1. Disability Insurance Benefits are paid to disabled persons who have contributed to the Social Security program, 42 U.S.C. §§ 401 et seq. Supplemental Security Income ("SSI") is paid to disabled persons with low income. 42 U.S.C. §§ 1382 et seq. Under both provisions, disability is defined, in part, as an "inability to engage in any substantial gainful activity" due to "a medically determinable physical or mental impairment." 42 U.S.C. §§ 423(d)(1)(a) & 1382c(a)(3)(A). A five-step sequential evaluation governs eligibility for benefits. See 20 C.F.R. §§ 423(d)(1)(a), 416.920 & 416.971-76; Bowen v. Yuckert, 482 U.S. 137, 140-42 (1987). The following summarizes the sequential evaluation: Step one: Is the claimant engaging in substantial gainful activity? If so, the claimant is found not disabled. If not, proceed to step two. Step two: Does the claimant have a "severe" impairment? If so, proceed to step three. If not, then a finding of not disabled is appropriate. Step three: Does the claimant's impairment or combination of impairments meet or equal an impairment listed in 20 C.F.R., Pt. 404, Subpt. P, App.1? If so, the claimant is automatically determined disabled. If not, proceed to step four. Step four: Is the claimant capable of performing his past work? If so, the claimant is not disabled. If not, proceed to step five. Step five: Does the claimant have the residual functional capacity to perform any other work? If so, the claimant is not disabled. If not, the claimant is disabled.

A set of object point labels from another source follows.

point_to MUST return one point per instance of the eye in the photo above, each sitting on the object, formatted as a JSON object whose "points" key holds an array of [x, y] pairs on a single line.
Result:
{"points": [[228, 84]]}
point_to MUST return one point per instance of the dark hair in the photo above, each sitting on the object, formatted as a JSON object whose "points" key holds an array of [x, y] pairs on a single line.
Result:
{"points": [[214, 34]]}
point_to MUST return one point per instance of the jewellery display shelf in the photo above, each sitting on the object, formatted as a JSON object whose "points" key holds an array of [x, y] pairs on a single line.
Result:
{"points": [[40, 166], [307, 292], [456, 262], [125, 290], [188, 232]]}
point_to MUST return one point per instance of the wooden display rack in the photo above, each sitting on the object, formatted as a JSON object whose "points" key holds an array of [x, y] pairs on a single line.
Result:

Lester v. Chater, 81 F.3d 821, 828 n.5 (9th Cir. 1995).

The claimant bears the burden of proof in the first four steps of the sequential evaluation process. Yuckert, 482 U.S. at 146 n.5. The Commissioner bears the burden if the sequential evaluation process proceeds to step five. Id.

2. The medical records submitted in this case are voluminous and the court finds it unnecessary to recount every psychiatric visit described therein. Instead, it will describe enough of the provider encounters to provide a holistic view of plaintiff's psychiatric treatment.
3. The court notes that, at a May 14, 2013 visit with plaintiff, Dr. Bartos noted that "[plaintiff] is on a complex combination of medications." AR at 453 (emphasis added).
4. The court understands SSRI to stand for "Selective Serotonin Reuptake Inhibitor" — a class of antidepressants.
5. Charts for this emergency room visit reference a previous emergency room visit in September 2014 when plaintiff "passed out." AR at 530.